Après avoir purgé sa peine, Litrașu est devenu un ami proche de Petre Geamănu, d’où il a migré vers le groupe du secteur 6. Dans ce contexte, il est revenu au centre de l’attention des autorités, après avoir battu le chef de la pègre à un parti, Aramis Duduianu. , venu accompagné de son frère Anaser, pour braquer le musicien du parti Florin Salam.

Environ un mois plus tard, Costeluș Litrașu est revenu sur le devant de la scène après un combat sanglant qui a eu lieu à Chiajna, en plein jour.

Fin juillet 2020, avec une trentaine de personnes, il a tendu une embuscade à son principal rival de Chiajna, le combattant Liviu Iordan, qui était accompagné d’un ami au moment de l’attaque. Les deux se sont retrouvés coincés dans la circulation et ont été sauvagement battus. Comme tous deux étaient proches de la mort, les enquêteurs ont ouvert un dossier de tentative de meurtre.

Cette fois aussi, Litraş a réussi à s’échapper, mais après quelques mois, il a décidé de se rendre. Cependant, il n’est pas resté longtemps derrière les barreaux, il a été remis en liberté et placé sous contrôle judiciaire.

À la fin de l’année dernière, les procureurs du bureau du procureur du tribunal de Buftea ont renvoyé Constantino Raiciu devant le tribunal dans une nouvelle affaire. Il s’agit d’un chantage présumé qu’il aurait commis en mars 2020 contre un important promoteur immobilier de Chiajna, Florin Iancu.

Selon certaines sources parmi les enquêteurs, Mihai Neagu, un ami de Costeluș Litrașu, dirigeait une salle de fitness dans un immeuble appartenant à Iancu, situé rue Tineretului. Parce qu’il voulait un loyer moins élevé, Neagu a amené son ami avec lui afin qu’il puisse négocier en position de force.

À cet égard, la discussion aurait lieu dans le bureau de Iancu, à laquelle plusieurs de ses employés ont participé.
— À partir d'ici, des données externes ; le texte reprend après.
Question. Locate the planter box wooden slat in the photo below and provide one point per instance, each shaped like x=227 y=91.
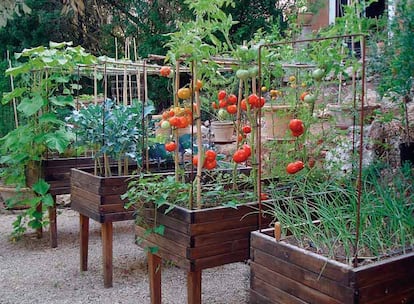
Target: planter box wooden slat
x=99 y=198
x=316 y=264
x=313 y=280
x=209 y=243
x=216 y=249
x=275 y=295
x=286 y=284
x=303 y=275
x=232 y=234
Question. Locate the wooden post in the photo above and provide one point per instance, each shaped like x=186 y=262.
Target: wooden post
x=194 y=287
x=53 y=224
x=84 y=240
x=39 y=231
x=154 y=270
x=107 y=253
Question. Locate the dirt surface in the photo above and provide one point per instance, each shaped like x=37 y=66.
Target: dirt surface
x=32 y=272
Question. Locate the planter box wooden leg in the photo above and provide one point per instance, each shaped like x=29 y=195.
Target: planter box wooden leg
x=84 y=240
x=194 y=287
x=39 y=231
x=107 y=253
x=53 y=224
x=154 y=270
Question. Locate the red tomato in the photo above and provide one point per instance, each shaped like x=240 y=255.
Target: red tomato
x=170 y=146
x=232 y=99
x=247 y=149
x=174 y=121
x=246 y=129
x=165 y=71
x=294 y=167
x=222 y=103
x=263 y=196
x=302 y=96
x=240 y=156
x=296 y=125
x=210 y=164
x=183 y=122
x=210 y=155
x=261 y=102
x=253 y=100
x=243 y=105
x=232 y=109
x=222 y=94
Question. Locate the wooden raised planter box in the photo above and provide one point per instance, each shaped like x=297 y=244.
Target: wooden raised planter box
x=56 y=172
x=198 y=239
x=283 y=273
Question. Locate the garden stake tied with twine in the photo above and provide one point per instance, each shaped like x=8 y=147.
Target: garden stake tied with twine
x=277 y=227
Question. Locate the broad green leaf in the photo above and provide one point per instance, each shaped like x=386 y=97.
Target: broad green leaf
x=30 y=106
x=29 y=52
x=47 y=200
x=62 y=100
x=59 y=45
x=57 y=141
x=50 y=118
x=7 y=97
x=21 y=69
x=41 y=187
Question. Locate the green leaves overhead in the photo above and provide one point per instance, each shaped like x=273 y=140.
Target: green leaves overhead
x=30 y=106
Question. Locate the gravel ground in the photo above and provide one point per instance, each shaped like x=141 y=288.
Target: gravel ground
x=32 y=272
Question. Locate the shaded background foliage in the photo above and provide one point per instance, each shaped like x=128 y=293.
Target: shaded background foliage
x=95 y=24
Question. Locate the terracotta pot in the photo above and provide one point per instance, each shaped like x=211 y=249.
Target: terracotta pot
x=276 y=121
x=223 y=131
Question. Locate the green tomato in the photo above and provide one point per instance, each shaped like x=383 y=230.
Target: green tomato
x=253 y=71
x=309 y=98
x=165 y=125
x=318 y=74
x=242 y=74
x=222 y=114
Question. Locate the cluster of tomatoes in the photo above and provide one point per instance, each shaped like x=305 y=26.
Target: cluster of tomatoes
x=226 y=102
x=242 y=154
x=178 y=117
x=210 y=161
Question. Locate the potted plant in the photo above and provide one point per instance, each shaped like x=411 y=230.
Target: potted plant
x=319 y=257
x=44 y=89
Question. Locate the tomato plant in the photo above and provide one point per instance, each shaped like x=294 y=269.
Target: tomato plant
x=170 y=146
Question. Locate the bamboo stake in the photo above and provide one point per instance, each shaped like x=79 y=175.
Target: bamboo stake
x=125 y=84
x=199 y=136
x=278 y=231
x=175 y=131
x=16 y=120
x=116 y=76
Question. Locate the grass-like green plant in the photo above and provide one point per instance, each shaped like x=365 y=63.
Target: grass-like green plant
x=321 y=214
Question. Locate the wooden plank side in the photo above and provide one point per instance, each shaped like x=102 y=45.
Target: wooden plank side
x=397 y=287
x=385 y=270
x=211 y=227
x=313 y=262
x=331 y=288
x=79 y=205
x=227 y=235
x=166 y=255
x=256 y=298
x=218 y=260
x=161 y=242
x=219 y=248
x=293 y=287
x=215 y=214
x=84 y=194
x=275 y=294
x=117 y=216
x=166 y=220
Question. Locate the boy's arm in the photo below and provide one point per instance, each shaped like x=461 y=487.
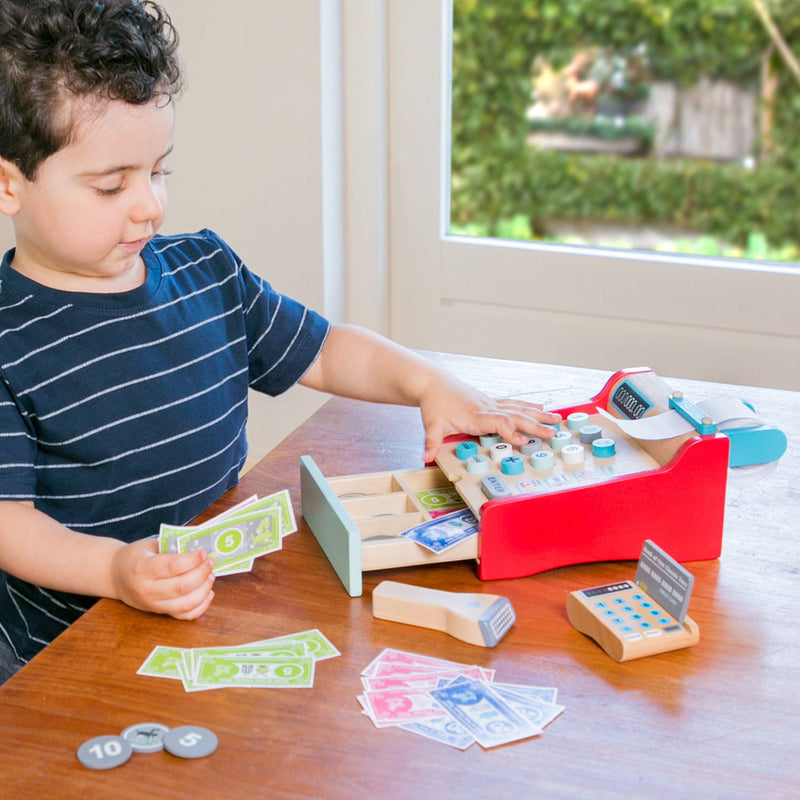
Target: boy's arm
x=357 y=363
x=39 y=550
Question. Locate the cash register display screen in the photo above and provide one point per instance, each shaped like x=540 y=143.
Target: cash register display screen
x=629 y=401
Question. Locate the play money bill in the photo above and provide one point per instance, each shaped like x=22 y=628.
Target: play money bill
x=484 y=714
x=443 y=532
x=262 y=672
x=234 y=540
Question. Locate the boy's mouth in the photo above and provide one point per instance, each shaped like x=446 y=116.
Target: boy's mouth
x=135 y=246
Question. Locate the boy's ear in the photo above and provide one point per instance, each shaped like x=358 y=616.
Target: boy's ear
x=10 y=184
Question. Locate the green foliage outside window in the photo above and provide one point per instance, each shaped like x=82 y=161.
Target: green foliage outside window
x=497 y=176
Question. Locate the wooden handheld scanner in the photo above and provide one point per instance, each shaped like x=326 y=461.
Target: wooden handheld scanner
x=625 y=465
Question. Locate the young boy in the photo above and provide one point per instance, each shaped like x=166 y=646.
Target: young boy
x=126 y=356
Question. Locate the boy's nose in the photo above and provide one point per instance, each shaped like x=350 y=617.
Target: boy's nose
x=149 y=204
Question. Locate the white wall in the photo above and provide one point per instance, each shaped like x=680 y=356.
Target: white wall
x=247 y=159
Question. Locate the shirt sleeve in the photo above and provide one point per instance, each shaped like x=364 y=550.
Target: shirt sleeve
x=284 y=337
x=17 y=451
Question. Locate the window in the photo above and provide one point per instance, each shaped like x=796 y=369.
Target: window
x=710 y=318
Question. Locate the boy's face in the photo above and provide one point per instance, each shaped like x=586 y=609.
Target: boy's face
x=94 y=205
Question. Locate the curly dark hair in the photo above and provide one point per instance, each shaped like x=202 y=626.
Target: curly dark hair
x=51 y=49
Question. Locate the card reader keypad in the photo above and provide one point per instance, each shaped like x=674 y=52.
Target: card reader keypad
x=629 y=612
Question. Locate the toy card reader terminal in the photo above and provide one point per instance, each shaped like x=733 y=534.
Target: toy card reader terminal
x=643 y=617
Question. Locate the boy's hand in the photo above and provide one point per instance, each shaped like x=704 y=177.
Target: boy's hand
x=179 y=585
x=450 y=406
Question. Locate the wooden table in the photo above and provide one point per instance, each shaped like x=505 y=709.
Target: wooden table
x=716 y=721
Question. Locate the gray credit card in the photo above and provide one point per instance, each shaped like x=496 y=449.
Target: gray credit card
x=665 y=580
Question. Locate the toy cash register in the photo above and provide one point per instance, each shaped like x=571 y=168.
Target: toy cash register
x=635 y=461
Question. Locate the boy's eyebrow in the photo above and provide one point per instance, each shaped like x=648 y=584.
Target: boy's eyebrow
x=120 y=167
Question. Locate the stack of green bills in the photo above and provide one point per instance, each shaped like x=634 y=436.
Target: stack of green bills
x=235 y=538
x=284 y=662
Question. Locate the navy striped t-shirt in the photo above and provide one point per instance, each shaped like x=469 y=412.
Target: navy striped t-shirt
x=122 y=411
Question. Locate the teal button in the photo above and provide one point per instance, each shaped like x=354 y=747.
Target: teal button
x=588 y=433
x=543 y=460
x=561 y=440
x=466 y=449
x=477 y=465
x=533 y=446
x=604 y=448
x=577 y=420
x=513 y=465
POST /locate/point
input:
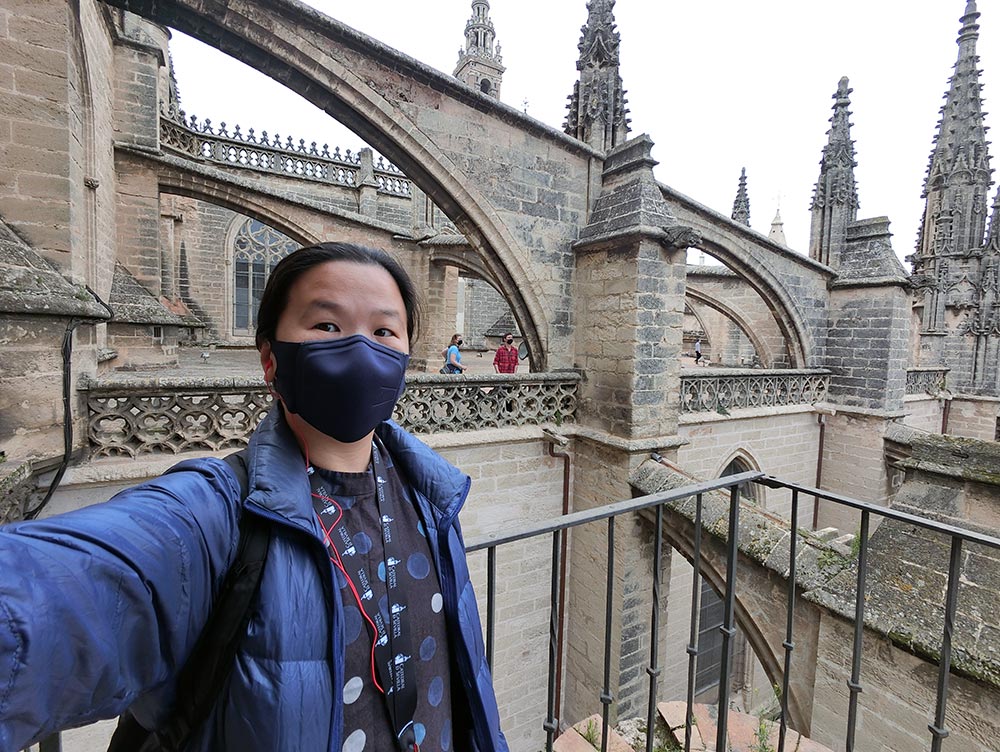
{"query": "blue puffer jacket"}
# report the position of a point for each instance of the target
(100, 607)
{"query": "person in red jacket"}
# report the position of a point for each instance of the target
(505, 360)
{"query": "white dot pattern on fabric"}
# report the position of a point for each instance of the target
(352, 690)
(360, 540)
(355, 742)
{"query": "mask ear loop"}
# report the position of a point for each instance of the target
(269, 383)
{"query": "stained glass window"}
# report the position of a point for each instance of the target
(256, 250)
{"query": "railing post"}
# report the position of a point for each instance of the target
(854, 683)
(788, 645)
(551, 724)
(491, 586)
(692, 649)
(938, 729)
(51, 744)
(728, 627)
(606, 697)
(654, 631)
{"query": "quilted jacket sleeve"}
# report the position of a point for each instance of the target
(103, 604)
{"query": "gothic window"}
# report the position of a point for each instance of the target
(256, 250)
(748, 491)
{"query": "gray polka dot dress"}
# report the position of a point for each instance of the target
(347, 507)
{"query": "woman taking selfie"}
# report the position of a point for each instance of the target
(353, 640)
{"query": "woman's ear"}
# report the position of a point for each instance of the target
(267, 362)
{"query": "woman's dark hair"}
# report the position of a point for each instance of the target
(275, 298)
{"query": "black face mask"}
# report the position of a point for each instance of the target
(341, 387)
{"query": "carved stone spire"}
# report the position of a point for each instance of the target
(480, 63)
(597, 111)
(958, 177)
(777, 233)
(835, 199)
(741, 206)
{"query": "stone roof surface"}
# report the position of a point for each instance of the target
(134, 304)
(907, 572)
(31, 285)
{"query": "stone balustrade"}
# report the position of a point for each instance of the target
(724, 389)
(168, 415)
(269, 153)
(926, 380)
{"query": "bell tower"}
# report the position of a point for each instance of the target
(480, 64)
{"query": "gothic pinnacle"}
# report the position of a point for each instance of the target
(597, 108)
(741, 206)
(835, 198)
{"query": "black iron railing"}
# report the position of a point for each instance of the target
(558, 527)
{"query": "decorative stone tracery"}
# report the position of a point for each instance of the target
(173, 415)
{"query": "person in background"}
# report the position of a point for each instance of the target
(453, 355)
(99, 608)
(505, 359)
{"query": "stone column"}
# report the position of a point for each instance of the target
(367, 185)
(867, 350)
(630, 310)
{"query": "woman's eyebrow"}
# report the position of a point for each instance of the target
(335, 307)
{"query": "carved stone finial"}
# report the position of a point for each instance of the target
(597, 110)
(777, 233)
(741, 206)
(835, 197)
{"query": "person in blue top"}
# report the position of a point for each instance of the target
(453, 355)
(364, 634)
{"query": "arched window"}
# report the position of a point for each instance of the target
(257, 248)
(737, 465)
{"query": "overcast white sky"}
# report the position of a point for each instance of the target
(718, 85)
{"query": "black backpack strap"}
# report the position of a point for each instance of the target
(205, 672)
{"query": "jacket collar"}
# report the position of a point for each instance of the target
(279, 483)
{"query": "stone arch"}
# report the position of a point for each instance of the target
(210, 191)
(233, 231)
(760, 619)
(766, 356)
(792, 286)
(694, 312)
(464, 259)
(298, 47)
(781, 305)
(745, 462)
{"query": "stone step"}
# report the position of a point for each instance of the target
(745, 732)
(585, 736)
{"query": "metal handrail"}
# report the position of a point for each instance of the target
(556, 525)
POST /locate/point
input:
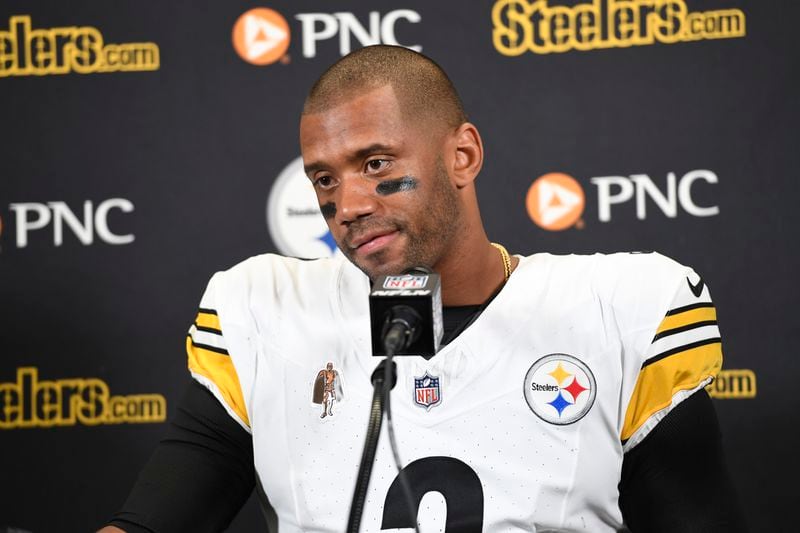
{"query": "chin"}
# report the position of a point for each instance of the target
(375, 267)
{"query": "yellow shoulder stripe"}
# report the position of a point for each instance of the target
(208, 320)
(660, 381)
(685, 318)
(220, 370)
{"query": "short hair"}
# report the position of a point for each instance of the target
(420, 85)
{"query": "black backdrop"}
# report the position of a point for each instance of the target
(176, 142)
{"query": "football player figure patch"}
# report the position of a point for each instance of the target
(327, 389)
(560, 388)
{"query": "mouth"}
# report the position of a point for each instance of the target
(373, 241)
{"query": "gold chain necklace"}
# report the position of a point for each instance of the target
(506, 260)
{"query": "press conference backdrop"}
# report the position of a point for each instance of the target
(146, 145)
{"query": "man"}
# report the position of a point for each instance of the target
(325, 389)
(569, 391)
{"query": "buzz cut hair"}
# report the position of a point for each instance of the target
(421, 86)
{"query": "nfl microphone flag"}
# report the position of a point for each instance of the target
(421, 291)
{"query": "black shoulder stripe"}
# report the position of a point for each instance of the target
(207, 329)
(208, 347)
(685, 308)
(681, 329)
(680, 349)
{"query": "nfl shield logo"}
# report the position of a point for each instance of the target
(427, 393)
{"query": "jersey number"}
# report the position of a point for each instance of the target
(455, 480)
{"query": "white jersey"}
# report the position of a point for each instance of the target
(518, 424)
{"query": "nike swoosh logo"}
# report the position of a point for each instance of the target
(697, 290)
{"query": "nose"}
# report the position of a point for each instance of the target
(356, 199)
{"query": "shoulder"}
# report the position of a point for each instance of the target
(616, 270)
(638, 287)
(273, 269)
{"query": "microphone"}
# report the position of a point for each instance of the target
(406, 313)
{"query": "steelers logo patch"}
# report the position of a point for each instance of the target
(560, 388)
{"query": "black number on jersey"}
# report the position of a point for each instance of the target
(454, 479)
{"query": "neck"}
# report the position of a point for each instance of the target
(472, 272)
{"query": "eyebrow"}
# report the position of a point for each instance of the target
(361, 153)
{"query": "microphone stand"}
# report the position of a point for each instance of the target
(382, 375)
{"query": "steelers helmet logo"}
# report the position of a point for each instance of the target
(560, 388)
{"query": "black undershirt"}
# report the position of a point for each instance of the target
(202, 472)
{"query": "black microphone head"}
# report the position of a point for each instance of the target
(419, 289)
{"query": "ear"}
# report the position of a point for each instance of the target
(467, 148)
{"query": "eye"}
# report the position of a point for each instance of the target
(376, 166)
(323, 182)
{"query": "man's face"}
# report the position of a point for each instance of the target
(381, 183)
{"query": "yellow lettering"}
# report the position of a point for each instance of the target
(534, 26)
(66, 402)
(39, 52)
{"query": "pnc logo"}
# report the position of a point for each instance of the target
(261, 36)
(555, 202)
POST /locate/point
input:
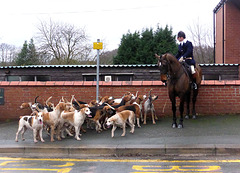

Selon l’acte d’accusation dressé par les procureurs d’Ilfovo, Litrașu demanderait à Iancu de réduire le loyer du gymnase et de lui verser une certaine somme d’argent à titre “d’amende”. Il lui demandera d’abord 7 000 lei, puis 4 000 lei et enfin 2 000 lei, lui disant qu’en échange de ces sommes, il « lui pardonnera les désagréments qu’ils lui ont causés ainsi qu’à son ami ».

Pour être plus convaincant, le gangster de Chiajna a sorti un couteau, même si certains employés du projet étaient également présents. Selon les procureurs, il lui crierait “coupe-toi, je te poignarde si tu ne me donnes pas d’argent”.

Florin Iancu détient un tiers du capital social de la société sur le marché immobilier Chiajna Residence, qui à la fin de 2021 avait un bénéfice net de plus de 112 millions de lei, et est le seul associé et gestionnaire, ou associé et gestionnaire en deux d’autres entreprises basées à Balotești et Dud, du district d’Ilfov, selon termene.ro.